Behaviour-based Malware Detection in Mobile Android Platforms Using Machine Learning Algorithms

Andre Prata Ferreira Instituto de Telecomunicacoes, Universidade da Beira Interior, Covilha, Portugal
D1569@ubi.pt
Chetna Gupta Centro de Competencias em Cloud Computing, Universidade da Beira Interior, Covilha, Portugal
chetna.gupta@ubi.pt
Pedro R. M. Inacio Instituto de Telecomunicacoes, Universidade da Beira Interior, Covilha, Portugal, Centro de Competencias em Cloud Computing, Universidade da Beira Interior, Covilha, Portugal
inacio@di.ubi.pt
Mario M. Freire Instituto de Telecomunicacoes, Universidade da Beira Interior, Covilha, Portugal, Centro de Competencias em Cloud Computing, Universidade da Beira Interior, Covilha, Portugal
mario@di.ubi.pt

DOI: 10.22667/JOWUA.2021.12.31.062

Keywords: Behaviour-Based Malware Detection, Static Malware Detection, Android Platforms, Machine Learning Algorithms

Abstract

During the last few years, several approaches have been proposed for detection of Android malware Apps, each usually using its own dataset.
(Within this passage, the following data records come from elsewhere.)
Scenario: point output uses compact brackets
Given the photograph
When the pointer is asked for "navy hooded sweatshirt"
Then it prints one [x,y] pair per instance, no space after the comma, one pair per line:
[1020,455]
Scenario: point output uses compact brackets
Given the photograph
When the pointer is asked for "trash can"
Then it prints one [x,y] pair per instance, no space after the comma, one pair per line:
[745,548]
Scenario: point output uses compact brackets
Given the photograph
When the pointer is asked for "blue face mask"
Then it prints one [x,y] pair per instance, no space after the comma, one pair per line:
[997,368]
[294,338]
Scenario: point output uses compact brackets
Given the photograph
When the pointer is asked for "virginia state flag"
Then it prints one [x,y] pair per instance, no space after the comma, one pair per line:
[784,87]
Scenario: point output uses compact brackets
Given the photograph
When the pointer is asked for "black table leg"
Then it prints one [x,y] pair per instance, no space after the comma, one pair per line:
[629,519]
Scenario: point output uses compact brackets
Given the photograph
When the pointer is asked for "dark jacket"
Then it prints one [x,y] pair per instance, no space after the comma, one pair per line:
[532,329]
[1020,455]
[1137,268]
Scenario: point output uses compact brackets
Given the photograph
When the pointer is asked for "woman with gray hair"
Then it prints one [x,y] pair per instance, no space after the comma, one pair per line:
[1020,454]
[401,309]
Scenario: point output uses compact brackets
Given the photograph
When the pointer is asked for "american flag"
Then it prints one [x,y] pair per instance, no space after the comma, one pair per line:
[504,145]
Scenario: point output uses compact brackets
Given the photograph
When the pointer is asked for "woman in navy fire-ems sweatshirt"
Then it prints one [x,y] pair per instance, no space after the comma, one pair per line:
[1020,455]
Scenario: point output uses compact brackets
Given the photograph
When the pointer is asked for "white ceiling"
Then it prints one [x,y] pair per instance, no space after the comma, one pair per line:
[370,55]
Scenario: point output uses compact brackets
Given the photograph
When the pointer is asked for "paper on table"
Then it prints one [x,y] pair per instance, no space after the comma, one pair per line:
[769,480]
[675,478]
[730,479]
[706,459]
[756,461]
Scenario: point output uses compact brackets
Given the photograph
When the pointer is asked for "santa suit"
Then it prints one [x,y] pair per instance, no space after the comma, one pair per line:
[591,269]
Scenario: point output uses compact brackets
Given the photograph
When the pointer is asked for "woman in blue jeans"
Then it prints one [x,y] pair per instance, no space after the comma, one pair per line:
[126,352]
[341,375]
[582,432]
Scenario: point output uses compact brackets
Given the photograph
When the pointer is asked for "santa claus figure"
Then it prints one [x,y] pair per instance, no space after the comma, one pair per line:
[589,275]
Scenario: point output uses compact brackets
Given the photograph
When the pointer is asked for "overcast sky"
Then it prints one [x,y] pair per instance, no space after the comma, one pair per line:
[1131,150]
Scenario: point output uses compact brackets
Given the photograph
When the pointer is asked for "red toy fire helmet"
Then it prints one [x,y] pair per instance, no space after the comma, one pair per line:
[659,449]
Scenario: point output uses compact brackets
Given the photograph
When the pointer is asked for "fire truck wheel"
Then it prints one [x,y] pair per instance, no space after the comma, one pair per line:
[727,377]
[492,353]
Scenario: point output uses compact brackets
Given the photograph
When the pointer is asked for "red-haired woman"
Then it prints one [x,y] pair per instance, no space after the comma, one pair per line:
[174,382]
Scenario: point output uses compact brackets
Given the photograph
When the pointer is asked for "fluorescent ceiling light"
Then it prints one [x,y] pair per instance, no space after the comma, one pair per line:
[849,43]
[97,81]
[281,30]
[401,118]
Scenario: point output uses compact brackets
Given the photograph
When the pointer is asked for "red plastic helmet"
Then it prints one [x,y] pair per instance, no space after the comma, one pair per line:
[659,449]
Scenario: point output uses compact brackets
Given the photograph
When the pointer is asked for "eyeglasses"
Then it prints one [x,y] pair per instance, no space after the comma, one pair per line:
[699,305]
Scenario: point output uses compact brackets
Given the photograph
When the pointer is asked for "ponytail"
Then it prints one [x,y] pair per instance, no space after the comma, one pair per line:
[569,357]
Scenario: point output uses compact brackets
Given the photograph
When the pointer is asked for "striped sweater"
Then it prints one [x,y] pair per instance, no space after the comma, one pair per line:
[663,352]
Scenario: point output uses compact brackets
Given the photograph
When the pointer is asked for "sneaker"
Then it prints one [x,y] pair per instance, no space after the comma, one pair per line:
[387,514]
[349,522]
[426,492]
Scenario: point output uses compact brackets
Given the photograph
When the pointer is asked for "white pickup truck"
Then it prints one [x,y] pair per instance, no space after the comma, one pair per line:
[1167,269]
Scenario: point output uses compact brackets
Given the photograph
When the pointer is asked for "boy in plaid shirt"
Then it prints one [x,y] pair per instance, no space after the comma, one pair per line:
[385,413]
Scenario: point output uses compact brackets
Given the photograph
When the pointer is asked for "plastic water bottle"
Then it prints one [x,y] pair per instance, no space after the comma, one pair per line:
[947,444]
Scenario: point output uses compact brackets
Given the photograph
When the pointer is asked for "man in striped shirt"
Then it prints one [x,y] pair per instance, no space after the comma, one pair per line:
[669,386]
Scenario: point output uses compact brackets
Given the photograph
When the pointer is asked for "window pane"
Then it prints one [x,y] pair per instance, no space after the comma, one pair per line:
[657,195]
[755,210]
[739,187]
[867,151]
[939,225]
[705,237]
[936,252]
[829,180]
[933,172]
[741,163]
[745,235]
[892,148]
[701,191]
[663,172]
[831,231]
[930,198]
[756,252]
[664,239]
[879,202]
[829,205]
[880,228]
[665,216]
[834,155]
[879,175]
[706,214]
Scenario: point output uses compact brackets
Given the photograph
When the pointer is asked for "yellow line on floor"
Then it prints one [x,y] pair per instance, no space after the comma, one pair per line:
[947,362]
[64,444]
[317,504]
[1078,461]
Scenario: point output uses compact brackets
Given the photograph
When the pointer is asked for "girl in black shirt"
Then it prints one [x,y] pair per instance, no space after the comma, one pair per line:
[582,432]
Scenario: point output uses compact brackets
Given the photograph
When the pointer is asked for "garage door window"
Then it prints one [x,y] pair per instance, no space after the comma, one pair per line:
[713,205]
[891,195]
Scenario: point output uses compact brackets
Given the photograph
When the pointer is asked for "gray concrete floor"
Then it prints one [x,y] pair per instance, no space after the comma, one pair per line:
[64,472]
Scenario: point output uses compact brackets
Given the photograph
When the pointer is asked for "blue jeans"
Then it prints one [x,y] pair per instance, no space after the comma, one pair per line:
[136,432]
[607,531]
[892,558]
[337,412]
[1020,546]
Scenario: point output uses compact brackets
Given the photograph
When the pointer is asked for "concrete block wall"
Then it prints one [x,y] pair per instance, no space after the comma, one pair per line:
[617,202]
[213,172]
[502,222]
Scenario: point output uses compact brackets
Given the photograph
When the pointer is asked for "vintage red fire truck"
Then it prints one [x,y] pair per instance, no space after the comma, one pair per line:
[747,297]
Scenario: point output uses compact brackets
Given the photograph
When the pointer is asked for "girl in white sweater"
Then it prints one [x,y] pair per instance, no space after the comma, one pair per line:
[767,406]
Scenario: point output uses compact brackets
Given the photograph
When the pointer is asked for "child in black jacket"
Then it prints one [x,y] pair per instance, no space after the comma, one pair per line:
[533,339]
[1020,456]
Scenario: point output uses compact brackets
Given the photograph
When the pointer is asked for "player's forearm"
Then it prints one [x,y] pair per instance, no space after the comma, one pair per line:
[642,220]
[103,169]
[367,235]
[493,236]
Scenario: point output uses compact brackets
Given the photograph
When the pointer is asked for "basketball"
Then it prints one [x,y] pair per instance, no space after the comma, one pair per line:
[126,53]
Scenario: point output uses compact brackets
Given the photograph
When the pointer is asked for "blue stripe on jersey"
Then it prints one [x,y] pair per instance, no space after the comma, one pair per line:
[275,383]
Generating a representative Android malware dataset to evaluate malware detection approaches is a challenging task. Recently, the Canadian Institute for Cybersecurity released the CICAndMal2017 dataset, which includes recent and sophisticated Android samples spanning between five distinct categories: Adware, Ransomware, SMS malware, Scareware, and Benign. The best classification result obtained for this dataset was with a Precision of 95.3%, achieved with the Random Forest algorithm, using Permissions and Intents as static features. In this paper, we investigate the usage of nine machine learning algorithms to classify malware in the above mentioned dataset. The comparison of the obtained results is performed with the ones obtained with Random Forest, including performance evaluation (in terms of Precision, Recall, F-Measure, and Accuracy) and resource usage (in terms of execution time and CPU and memory consumption). Besides, we also investigate the use of a non-sliding Bag of System Calls algorithm with the above mentioned machine learning algorithms. It is shown that the Adaboost algorithm, using the Random Forest as a base estimator, leads to the best classification results with an Accuracy of 98.24%, a Precision of 99.31% (for malware), and an F1-Measure of 95.05% (for malware), at the cost of a larger execution time than Random Forest.

Date

December 2021

Page Number

62-88